Strengths: The work is well structured and has detailed technical derivations of the key components. According to experiments the proposed method outperforms SOTA.
Weaknesses: Lack of experiments and ablation study (how do acquisition functions and network architectures affect the convergence?). The work is ok, but incremental: the idea of multifidelity model based on neural networks is not novel (see e.g. this work https://arxiv.org/abs/1903.00104); the aquisition function and its calculation is borrowed from the work of Wang, Z. and Jegelka, S. (2017). Max-value entropy search for efficient bayesian optimization.
Correctness: The overall methodology is correct, but I have not checked the correctness of mathematical derivations details. Some of the experiments look suspicious: why does not DNN-MFBO start with the same regret as other methods in figure 1.b and 1.f?
Clarity: Yes
Relation to Prior Work: Prior art about multi-fidelity deep learning models is not reviewed.
Reproducibility: No
Additional Feedback: Update after reading the rebuttal: "It is baseless and unfair to claim that our work has NO novelty just because of some lightly related and essentially different work." > to my mind, changing the objective or inference method hardly makes the multi-fidelity neural network essentially different, unless the objective or method is indeed novel, but it is not the case of this work. "The reviewer missed our key contribution and claimed our calculation is just borrowed from (Wang, et. al. 2017)" > as far as I understood the authors just replaced MCMC with another well-known approximation, that has its own advantages and disadvantages. Thus, despite the work is technically fine, it doesn't bring scientific insights, that one would anticipate from a NeurIPS paper, especially along with absense of ablation study. What if the results achieved by the proposed method are good merely because of the neural network model that estimates the objective, and the criterion doesn't matter much?

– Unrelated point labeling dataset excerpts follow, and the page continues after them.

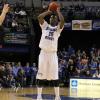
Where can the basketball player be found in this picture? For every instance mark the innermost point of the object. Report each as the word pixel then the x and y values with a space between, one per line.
pixel 48 60
pixel 4 12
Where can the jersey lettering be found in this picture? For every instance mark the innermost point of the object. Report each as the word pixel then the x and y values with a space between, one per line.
pixel 51 33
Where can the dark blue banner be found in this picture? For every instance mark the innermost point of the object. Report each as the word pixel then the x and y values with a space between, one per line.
pixel 96 25
pixel 68 26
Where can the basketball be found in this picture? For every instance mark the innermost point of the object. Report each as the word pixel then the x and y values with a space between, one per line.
pixel 53 6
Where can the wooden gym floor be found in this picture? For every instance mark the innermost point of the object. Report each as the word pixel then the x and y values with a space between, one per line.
pixel 27 93
pixel 30 94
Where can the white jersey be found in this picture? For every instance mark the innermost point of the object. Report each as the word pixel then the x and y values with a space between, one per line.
pixel 49 38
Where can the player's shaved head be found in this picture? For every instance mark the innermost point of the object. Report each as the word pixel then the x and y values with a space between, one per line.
pixel 53 20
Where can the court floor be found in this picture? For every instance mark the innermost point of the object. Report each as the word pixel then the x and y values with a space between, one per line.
pixel 30 94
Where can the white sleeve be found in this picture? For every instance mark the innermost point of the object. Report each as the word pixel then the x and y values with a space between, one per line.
pixel 44 25
pixel 59 30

Summary and Contributions: In order to capture the strong and complex correlations across the multi-fidelity data, this paper presents a multi-fidelity Bayesian neural network model, and then integrates it into the multi-fidelity Bayesian optimization. Algorithm performance has been verified on various cases.

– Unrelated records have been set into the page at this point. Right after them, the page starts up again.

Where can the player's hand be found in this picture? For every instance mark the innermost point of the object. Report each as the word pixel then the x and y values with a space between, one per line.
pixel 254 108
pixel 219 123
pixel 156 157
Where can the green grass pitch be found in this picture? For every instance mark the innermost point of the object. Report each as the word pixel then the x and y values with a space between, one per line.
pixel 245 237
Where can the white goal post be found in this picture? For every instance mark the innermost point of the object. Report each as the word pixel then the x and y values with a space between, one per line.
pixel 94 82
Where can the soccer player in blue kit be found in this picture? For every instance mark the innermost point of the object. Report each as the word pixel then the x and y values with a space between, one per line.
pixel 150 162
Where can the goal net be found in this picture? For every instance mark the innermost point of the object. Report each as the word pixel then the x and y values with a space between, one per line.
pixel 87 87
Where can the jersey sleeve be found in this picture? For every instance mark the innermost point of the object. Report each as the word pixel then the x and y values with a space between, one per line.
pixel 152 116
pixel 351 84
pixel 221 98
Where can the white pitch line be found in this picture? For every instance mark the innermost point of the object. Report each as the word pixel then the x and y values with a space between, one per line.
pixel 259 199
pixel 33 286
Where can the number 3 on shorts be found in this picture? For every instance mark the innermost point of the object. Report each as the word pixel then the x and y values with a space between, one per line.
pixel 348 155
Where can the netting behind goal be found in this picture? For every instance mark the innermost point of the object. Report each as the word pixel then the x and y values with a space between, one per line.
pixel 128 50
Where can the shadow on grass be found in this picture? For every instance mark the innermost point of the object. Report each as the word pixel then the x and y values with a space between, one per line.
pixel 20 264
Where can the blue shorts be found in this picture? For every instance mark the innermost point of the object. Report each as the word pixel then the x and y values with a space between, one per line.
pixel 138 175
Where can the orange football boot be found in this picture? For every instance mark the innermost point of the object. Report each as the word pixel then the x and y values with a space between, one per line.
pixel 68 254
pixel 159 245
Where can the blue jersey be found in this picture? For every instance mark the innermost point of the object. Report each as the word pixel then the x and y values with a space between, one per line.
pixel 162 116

Strengths: By augmenting the inputs with outputs from lower fidelities, the presented multi-fidelity Bayesian neural network is enabled to capture complicated correlations. Also, the fidelity-wise Gauss-Hermite quadrature and moment-matching have been studied in order to calculate the mutual information based acquisition function required in BO.
Weaknesses: The novelty of this paper is incremental, since multi-fidelity modeling structure has been investigated in the following paper: Cutajar, K., Pullin, M., Damianou, A., Lawrence, N., & González, J. (2019). Deep Gaussian processes for multi-fidelity modeling. arXiv preprint arXiv:1903.07320. The main difference is that Cutajar et al (2019) used the deep Gaussian process for modeling while the authors herein employed the Bayesian NN.
Correctness: The claims and method in this paper sound good.
Clarity: The paper is easy to follow and understand.
Relation to Prior Work: The difference has been clearly discussed.
Reproducibility: No
Additional Feedback: (1) The difference to the multi-fidelity modeling proposed by Cutajar et al (2019) should be made clear for highlighting the novelty of this work; (2) It seems that the improvement of the proposed algorithm is fully brought by the powerful multi-fidelity Bayesian neural networks. Hence, the paper focuses more on a multi-fidelity modeling method rather than a new multi-fidelity optimization framework. Along this line, the comparison seems to be unfair since other multi-fidelity Bayesian optimization algorithms use only for example the kriging or GP model.